日本国内では、ロシア・ウクライナ危機に対する正確な理解はほとんど存在せず、「ウクライナ=善・かわいそう、ロシア=悪・けしからん」という受け止めがまかり通っています。そういう受け止め方が支配するもとでは、政府・自民党がロシア批判一辺倒になることを当然視する「世論」が圧倒的になりますし、「ロシアによるウクライナの悲劇」を「中国による台湾の悲劇」に結びつけることで日本の軍拡を主張する安倍晋三等右翼勢力の主張が公然とまかり通ることを許す「世論」にもなります。そういう「世論状況」を利用して、政府・自民党がますます対米軍事協力路線を突っ走る状況ですが、野党勢力はそれを阻止するどころか、一緒になって暴走する始末です。
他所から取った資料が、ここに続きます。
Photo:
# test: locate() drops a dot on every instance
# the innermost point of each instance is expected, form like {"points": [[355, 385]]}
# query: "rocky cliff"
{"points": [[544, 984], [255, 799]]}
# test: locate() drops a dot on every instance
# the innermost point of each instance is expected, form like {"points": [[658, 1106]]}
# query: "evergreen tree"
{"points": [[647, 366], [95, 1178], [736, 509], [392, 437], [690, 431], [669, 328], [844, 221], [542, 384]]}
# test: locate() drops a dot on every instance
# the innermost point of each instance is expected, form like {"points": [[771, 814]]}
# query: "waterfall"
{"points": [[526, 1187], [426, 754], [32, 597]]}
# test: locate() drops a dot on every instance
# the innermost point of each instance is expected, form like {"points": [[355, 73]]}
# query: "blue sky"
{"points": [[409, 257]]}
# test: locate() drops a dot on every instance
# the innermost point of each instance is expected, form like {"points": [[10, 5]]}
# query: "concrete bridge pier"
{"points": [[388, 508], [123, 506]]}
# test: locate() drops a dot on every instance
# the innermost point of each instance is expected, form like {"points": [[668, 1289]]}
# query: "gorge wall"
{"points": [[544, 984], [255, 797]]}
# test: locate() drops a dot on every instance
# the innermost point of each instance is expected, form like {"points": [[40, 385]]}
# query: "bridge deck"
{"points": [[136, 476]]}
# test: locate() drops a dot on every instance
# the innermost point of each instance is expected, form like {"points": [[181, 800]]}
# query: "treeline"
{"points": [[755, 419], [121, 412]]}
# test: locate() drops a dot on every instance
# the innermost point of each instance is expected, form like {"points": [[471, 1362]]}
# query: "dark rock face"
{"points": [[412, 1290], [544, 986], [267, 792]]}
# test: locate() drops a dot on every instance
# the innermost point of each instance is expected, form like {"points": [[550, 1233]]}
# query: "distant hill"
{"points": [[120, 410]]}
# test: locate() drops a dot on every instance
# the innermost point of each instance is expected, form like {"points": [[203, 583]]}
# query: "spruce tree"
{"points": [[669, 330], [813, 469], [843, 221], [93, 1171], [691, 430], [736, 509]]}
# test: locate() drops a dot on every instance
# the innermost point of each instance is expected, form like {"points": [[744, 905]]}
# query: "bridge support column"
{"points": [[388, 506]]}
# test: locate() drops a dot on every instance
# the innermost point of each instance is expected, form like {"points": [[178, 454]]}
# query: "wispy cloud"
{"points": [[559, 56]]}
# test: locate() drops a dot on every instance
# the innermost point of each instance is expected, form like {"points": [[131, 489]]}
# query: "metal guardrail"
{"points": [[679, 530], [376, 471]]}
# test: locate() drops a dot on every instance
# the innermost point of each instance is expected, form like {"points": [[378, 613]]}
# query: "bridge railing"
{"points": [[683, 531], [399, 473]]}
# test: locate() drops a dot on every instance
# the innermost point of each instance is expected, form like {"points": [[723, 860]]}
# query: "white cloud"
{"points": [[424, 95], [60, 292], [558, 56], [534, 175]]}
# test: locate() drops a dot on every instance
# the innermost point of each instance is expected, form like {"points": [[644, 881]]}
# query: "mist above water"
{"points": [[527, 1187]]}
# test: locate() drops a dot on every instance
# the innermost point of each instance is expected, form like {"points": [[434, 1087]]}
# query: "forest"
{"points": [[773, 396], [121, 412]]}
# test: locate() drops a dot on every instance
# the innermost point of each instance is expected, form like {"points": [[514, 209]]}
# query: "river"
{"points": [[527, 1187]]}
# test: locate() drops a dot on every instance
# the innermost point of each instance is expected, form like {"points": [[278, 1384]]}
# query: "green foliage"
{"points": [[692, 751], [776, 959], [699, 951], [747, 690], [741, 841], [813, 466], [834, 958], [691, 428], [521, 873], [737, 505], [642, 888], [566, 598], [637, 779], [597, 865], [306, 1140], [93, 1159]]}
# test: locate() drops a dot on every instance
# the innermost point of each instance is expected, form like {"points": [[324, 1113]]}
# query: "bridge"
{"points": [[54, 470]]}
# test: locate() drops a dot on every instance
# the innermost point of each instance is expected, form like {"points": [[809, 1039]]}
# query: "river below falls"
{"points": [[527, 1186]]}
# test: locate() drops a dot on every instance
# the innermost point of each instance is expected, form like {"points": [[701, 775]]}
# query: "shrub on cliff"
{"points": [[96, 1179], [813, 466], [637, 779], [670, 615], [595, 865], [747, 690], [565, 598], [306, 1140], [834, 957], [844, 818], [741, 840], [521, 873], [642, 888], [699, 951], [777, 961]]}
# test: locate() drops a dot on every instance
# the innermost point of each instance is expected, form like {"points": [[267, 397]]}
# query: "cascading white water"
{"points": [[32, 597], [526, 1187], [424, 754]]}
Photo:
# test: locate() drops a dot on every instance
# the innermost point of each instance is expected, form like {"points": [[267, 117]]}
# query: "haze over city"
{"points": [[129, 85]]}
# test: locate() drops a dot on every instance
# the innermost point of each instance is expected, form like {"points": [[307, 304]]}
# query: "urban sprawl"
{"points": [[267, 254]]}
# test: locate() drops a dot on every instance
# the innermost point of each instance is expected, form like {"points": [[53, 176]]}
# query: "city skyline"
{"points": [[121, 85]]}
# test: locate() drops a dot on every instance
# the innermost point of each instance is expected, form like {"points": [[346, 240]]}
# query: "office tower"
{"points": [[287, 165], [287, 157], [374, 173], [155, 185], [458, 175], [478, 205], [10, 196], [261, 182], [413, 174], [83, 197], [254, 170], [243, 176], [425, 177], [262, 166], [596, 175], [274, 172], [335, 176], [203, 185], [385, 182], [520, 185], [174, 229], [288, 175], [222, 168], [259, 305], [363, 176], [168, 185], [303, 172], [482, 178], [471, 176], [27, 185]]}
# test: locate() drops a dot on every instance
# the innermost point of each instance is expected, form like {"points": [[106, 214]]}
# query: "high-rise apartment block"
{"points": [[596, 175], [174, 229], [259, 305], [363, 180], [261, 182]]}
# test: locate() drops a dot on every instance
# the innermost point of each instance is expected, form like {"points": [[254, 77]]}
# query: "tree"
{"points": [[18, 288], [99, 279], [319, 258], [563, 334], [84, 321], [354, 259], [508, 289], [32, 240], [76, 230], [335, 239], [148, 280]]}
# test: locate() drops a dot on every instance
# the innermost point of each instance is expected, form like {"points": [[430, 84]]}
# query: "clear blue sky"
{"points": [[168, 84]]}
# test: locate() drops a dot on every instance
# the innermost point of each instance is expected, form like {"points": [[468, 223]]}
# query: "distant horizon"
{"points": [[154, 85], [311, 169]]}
 しかし、中国は日本の動きを冷静にかつ警戒感を膨らませながら見つめています。環球時報は、4月22日に黒竜江省社会科学院東北アジア研究所の笪志剛所長署名文章「火薬の匂いプンプンの日本経済安全保障法」(中国語原題:"日本经济安保法案火药味很浓") を、また24日には社説「アメリカにこびを売って軍国主義復活をもくろむ日本右翼」(中国語原題:"讨好华盛顿,日本右翼就能复活军国主义吗?")を掲載しています。私たちが備えるべき視点を指摘しています。紹介するゆえんです。

○笪志剛「火薬の匂いプンプンの日本経済安全保障法」
 法案の特徴と内容から三つのことが指摘できる。一つは、あまり例を見ないことだが、与野党が一致して承認しており、超党派の戦略であるということだ。第二に、法案の4つの柱はことごとく極めて敏感かつ特定の領域に関わるものだ。第三に、核及び兵器開発に関わる特許情報は法的にブロックする権利が認められていることだ。それと同時に、この法案を巡るこれまでの流れから、日本が入念に追求する3つの方向性が浮かび上がる。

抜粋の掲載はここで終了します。